As he hauled the girl out of the lab, the room creaked around him, the telltale sounds of structural weakness. He kept on going, down the hallway, putting at least two structural supports between them and the on-fire laboratory. His crew must have pulled back after the explosion—there was no one in the empty hallway. He turned a corner and figured they were far enough.
“You can drop your magical shield now,” he said, coughing halfway through his words. He had no idea how she managed to conjure that thing, and he guessed she didn’t, either, given how she had reacted, but he figured she’d want that kept secret.
She nodded, sucked in a breath, and then held the oxygen mask out to him. He coughed, but just shook his head—the air was cleaner here, and she needed it more than he did. He kneeled down to set her on the cold tile flooring, and as he did, the shield winked out of existence. Then he pulled off his gloves in preparation to check her out, make sure she was stable before he moved her farther. His human EMT training was kicking in, but there wasn’t much for him to do—her body was continuing to heal itself at an insane rate. Half her hair was still missing, but almost all the burn wounds on her face and body healed as he watched. The last charred pieces sloughed off, and the skin left behind was as pink and beautiful as a newborn baby’s.
He was watching the impossible.
She was beautiful and naked and shivering on the floor—in any normal situation, he would be gawking. As it was, his heart was twisting, hoping this was real—that she was actually healing right out of the burns, as hard as that was to believe.
Then she moaned and reached for her leg. It was bent at a horrible angle—a clean break halfway between the knee and the ankle.
“You have to set it,” she ground out between her teeth.
“Set it?” he asked, startled.
They both heard boots tromping up the stairwell nearby.
“Yes!” she hissed at him. “You have to set it before they get here. Or it will heal in that position!”
Of course—she was healing so fast… if he didn’t do it quick…
He ran his bare hands down along the injury, feeling out the break. He only had a few seconds, and he wasn’t exactly sure what he was doing, but he had no time. He didn’t know if she was more afraid of it healing in the wrong posit
ion or that someone, namely the firefighters who were about to crest the top of the stairs, would see it.
He took hold of both sides of the break and snapped it back into alignment.
She shrieked, and the sound tore through him. His hands ran quickly along the break to make sure he got it right—but it healed so quickly, it was hard to even tell that it had been broken a moment before.
He gave her a wide-eyed look. “Did it work?”
She was still gritting her teeth, but she nodded quickly. “Thank you.” Then she coughed a little bit more and stared up at him as his fellow firefighters arrived behind her. Don’t tell, she mouthed silently.
He nodded once, sharply, to assure her that he wouldn’t tell anyone. About any of it.
She was struggling to cover her private parts by folding up her body and wrapping her arms around it.
“Dammit, Troy, how the hell did you make it out of there?” That was Russell, his voice muffled by his facemask. He was gawking alternately at the naked girl on the floor and at Troy kneeling next to her.

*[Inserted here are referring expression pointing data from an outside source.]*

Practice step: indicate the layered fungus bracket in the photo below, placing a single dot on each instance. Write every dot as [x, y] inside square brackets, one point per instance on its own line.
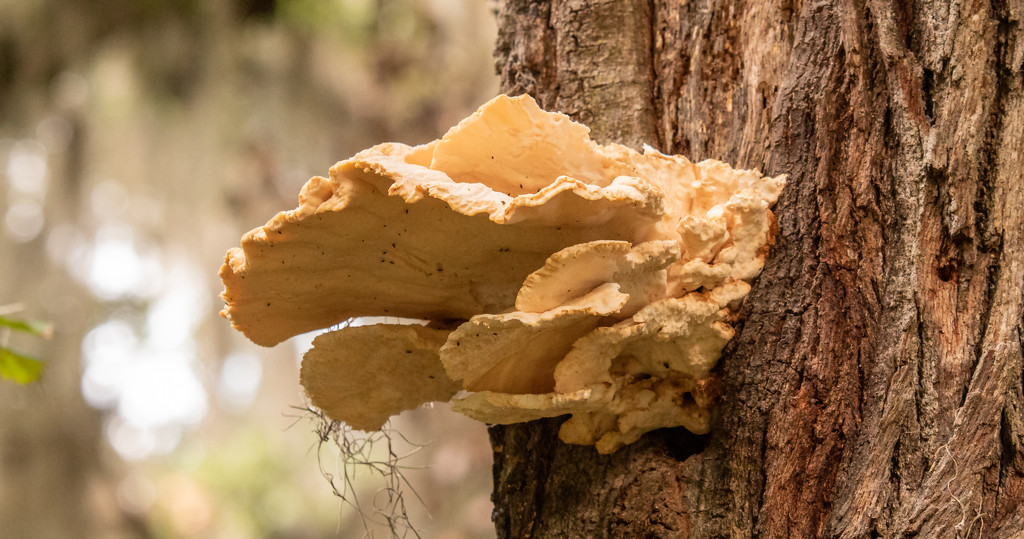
[551, 276]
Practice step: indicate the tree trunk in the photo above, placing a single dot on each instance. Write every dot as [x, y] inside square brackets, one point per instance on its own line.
[873, 385]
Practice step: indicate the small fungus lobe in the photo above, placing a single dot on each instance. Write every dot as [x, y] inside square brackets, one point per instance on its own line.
[610, 300]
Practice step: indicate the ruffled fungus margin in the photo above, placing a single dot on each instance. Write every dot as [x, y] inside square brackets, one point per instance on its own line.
[558, 276]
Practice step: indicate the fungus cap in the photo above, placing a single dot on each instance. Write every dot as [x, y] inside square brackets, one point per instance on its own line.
[559, 277]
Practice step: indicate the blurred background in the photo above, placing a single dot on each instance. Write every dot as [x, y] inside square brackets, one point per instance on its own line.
[138, 140]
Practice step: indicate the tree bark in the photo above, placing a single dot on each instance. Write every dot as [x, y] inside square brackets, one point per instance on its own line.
[875, 383]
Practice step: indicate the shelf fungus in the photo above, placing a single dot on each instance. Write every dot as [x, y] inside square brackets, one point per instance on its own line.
[553, 276]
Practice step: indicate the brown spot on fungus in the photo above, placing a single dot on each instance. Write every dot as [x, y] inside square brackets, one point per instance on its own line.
[619, 277]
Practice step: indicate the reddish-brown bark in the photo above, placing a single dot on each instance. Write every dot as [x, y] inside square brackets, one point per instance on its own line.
[873, 386]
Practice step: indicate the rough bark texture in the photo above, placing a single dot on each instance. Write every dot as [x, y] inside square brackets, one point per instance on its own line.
[875, 383]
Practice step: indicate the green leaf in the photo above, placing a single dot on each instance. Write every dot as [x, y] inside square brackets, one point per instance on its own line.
[18, 368]
[42, 329]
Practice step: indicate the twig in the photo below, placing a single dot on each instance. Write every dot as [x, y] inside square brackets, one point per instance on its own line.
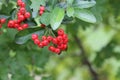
[85, 59]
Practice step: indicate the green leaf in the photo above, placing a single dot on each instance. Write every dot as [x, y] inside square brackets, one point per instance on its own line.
[84, 4]
[70, 11]
[4, 16]
[69, 2]
[36, 5]
[45, 18]
[23, 36]
[85, 15]
[57, 16]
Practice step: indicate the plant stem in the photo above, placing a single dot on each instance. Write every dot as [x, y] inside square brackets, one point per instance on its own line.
[85, 59]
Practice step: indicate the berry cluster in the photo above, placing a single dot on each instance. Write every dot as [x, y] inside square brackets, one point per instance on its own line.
[42, 9]
[2, 21]
[21, 16]
[59, 42]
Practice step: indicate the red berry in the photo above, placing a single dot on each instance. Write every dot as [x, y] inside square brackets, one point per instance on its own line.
[59, 38]
[55, 41]
[21, 17]
[2, 21]
[42, 25]
[19, 2]
[65, 41]
[24, 26]
[45, 42]
[57, 50]
[51, 48]
[44, 38]
[16, 25]
[10, 23]
[37, 41]
[34, 36]
[64, 46]
[19, 28]
[41, 12]
[60, 32]
[64, 36]
[0, 25]
[42, 8]
[22, 4]
[22, 10]
[27, 15]
[49, 38]
[18, 14]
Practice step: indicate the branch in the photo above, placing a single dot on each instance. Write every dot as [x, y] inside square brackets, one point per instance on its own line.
[85, 59]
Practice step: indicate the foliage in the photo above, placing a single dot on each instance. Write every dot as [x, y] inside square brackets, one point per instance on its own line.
[95, 23]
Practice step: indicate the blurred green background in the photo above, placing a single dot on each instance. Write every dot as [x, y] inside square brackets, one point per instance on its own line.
[93, 52]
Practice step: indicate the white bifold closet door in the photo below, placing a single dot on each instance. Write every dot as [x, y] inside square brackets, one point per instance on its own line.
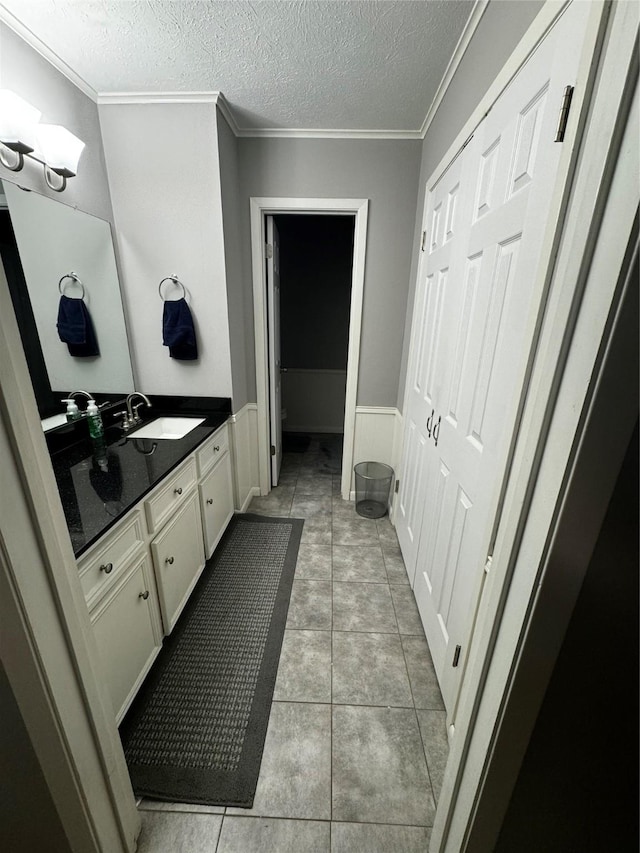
[477, 299]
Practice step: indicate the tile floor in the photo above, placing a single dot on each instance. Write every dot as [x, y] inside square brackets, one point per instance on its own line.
[356, 744]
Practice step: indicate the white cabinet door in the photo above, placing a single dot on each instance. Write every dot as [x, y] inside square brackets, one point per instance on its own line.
[178, 558]
[127, 629]
[216, 500]
[477, 303]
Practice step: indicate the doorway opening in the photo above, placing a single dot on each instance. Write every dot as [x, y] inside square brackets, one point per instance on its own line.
[309, 278]
[268, 379]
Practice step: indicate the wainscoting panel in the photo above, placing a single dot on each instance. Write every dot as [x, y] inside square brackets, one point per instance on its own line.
[244, 449]
[378, 438]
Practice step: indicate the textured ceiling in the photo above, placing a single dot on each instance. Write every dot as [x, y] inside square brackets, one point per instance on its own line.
[314, 64]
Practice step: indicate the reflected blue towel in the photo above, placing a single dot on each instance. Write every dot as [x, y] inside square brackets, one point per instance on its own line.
[178, 332]
[75, 327]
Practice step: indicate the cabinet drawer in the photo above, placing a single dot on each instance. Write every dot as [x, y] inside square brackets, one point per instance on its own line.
[216, 499]
[128, 635]
[213, 449]
[100, 566]
[178, 559]
[172, 494]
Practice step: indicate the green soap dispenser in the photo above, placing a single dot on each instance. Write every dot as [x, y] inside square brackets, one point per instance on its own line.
[94, 419]
[72, 409]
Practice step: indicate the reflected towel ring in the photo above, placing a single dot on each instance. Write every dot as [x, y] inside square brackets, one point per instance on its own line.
[175, 280]
[74, 278]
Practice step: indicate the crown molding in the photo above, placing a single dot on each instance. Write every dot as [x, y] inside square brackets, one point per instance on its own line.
[218, 98]
[460, 49]
[227, 112]
[328, 133]
[45, 51]
[159, 97]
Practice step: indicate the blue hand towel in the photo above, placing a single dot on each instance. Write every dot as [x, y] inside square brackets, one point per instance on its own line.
[75, 327]
[178, 332]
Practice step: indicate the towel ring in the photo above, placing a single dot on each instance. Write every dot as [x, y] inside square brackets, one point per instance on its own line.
[74, 278]
[175, 280]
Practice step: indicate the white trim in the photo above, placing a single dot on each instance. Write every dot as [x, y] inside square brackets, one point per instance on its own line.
[541, 25]
[159, 97]
[330, 371]
[459, 51]
[6, 17]
[550, 431]
[327, 133]
[376, 410]
[243, 447]
[259, 207]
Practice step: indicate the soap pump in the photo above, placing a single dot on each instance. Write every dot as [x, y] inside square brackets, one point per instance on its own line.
[72, 409]
[94, 420]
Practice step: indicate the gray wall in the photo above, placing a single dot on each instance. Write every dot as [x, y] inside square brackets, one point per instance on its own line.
[29, 75]
[496, 37]
[386, 173]
[29, 822]
[239, 306]
[578, 784]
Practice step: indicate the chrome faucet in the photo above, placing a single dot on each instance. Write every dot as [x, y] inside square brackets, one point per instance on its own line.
[75, 394]
[131, 417]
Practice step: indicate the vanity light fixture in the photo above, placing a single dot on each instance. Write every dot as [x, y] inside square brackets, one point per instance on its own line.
[21, 134]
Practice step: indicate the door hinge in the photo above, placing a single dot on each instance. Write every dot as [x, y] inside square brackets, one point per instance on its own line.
[565, 106]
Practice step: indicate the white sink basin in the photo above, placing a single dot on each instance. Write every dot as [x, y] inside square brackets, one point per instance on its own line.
[167, 428]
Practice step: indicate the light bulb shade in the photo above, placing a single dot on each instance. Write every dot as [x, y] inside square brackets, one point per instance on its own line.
[59, 149]
[18, 122]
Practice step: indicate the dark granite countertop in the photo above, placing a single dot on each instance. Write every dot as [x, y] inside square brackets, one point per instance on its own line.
[96, 493]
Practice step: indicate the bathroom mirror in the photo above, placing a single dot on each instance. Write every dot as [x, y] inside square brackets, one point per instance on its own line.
[52, 240]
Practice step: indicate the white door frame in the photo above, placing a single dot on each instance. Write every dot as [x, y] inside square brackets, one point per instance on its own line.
[329, 206]
[573, 341]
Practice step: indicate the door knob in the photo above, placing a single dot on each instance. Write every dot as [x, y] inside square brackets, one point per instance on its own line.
[436, 431]
[430, 422]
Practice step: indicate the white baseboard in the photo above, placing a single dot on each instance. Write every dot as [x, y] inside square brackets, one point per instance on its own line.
[332, 429]
[253, 492]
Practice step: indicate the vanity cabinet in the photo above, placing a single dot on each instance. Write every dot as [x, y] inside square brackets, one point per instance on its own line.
[128, 633]
[178, 559]
[216, 488]
[138, 577]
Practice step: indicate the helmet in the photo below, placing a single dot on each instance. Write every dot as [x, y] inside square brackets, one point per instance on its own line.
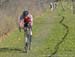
[25, 13]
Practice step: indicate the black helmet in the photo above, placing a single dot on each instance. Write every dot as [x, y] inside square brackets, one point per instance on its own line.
[25, 13]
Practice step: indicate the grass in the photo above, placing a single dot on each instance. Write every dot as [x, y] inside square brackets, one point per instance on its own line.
[47, 33]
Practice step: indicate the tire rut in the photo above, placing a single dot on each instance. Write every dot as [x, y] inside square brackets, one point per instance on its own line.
[63, 38]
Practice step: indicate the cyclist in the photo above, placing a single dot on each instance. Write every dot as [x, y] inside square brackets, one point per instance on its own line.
[26, 22]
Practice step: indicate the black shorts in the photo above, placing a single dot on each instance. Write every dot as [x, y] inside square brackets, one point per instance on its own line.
[26, 24]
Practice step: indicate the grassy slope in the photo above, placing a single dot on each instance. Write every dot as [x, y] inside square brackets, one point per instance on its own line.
[47, 32]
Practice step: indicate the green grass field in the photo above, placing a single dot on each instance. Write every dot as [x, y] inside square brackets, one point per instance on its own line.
[53, 36]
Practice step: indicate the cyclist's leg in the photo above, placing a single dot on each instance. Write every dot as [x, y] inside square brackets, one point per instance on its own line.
[25, 39]
[30, 37]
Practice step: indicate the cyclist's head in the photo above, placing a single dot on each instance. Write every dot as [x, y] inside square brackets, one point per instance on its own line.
[25, 13]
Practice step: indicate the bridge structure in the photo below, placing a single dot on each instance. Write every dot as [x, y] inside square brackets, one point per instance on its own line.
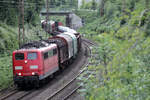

“Shifters are tough, okay?” Troy snarled. “How about you get the girl a blanket? There are probably some clothes in the truck, too.” He waved a hand at the other two—Simpson and Hobart—to get them to back up and stop staring as well. “How about if you guys give us some room? We’ll move her as soon as someone gets the damn blanket.” The smoke in the hallway was starting to get worse—he might not be able to wait.
Troy shuffled around to block their view and give her some privacy. And also so he could duck his head to speak quietly to her. “I’m going to check you out, all right?” It was his standard protocol for human victims.
She frowned a little, then gave a nod. He dropped his hand to her wrist to take her pulse, even though he knew she was fine at this point, then kept his eyes locked with hers—partially so she would know that he was on her side, and partially to keep from gawking at her nakedness.